To find the shortest distance in which a car can be stopped when moving with an initial speed \( v_0 \) and having a coefficient of friction \( \mu \) between the tires and the road, we can follow these steps: ### Step 1: Identify the forces acting on the car The main force acting to stop the car is the frictional force between the tires and the road. The maximum frictional force \( F_f \) can be expressed as: \[ F_f = \mu N \] where \( N \) is the normal force. For a car moving on a horizontal road, the normal force \( N \) equals the weight of the car \( mg \), where \( m \) is the mass of the car and \( g \) is the acceleration due to gravity. Thus, \[ F_f = \mu mg \] ### Step 2: Relate frictional force to acceleration According to Newton's second law, the net force acting on the car is equal to the mass of the car times its acceleration \( a \): \[ F = ma \] In this case, the frictional force is the only force acting in the direction opposite to the motion, so we can write: \[ ma = -F_f \] Substituting for \( F_f \): \[ ma = -\mu mg \] Dividing both sides by \( m \) (assuming \( m \neq 0 \)): \[ a = -\mu g \] This indicates that the acceleration (or retardation in this case) is \( -\mu g \). ### Step 3: Use the equations of motion We can use the kinematic equation that relates initial velocity, final velocity, acceleration, and distance: \[ v^2 = u^2 + 2as \] Here, \( v \) is the final velocity (which is 0 when the car stops), \( u \) is the initial velocity \( v_0 \), \( a \) is the acceleration \( -\mu g \), and \( s \) is the distance we want to find (the stopping distance).
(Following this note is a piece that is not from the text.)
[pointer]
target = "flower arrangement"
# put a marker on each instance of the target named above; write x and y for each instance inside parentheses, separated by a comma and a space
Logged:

Substituting the known values into the equation: \[ 0 = v_0^2 + 2(-\mu g)s \] This simplifies to: \[ 0 = v_0^2 - 2\mu gs \] ### Step 4: Solve for the stopping distance \( s \) Rearranging the equation to solve for \( s \): \[ 2\mu gs = v_0^2 \] \[ s = \frac{v_0^2}{2\mu g} \] ### Conclusion The shortest distance in which the car can be stopped is: \[ s = \frac{v_0^2}{2\mu g} \]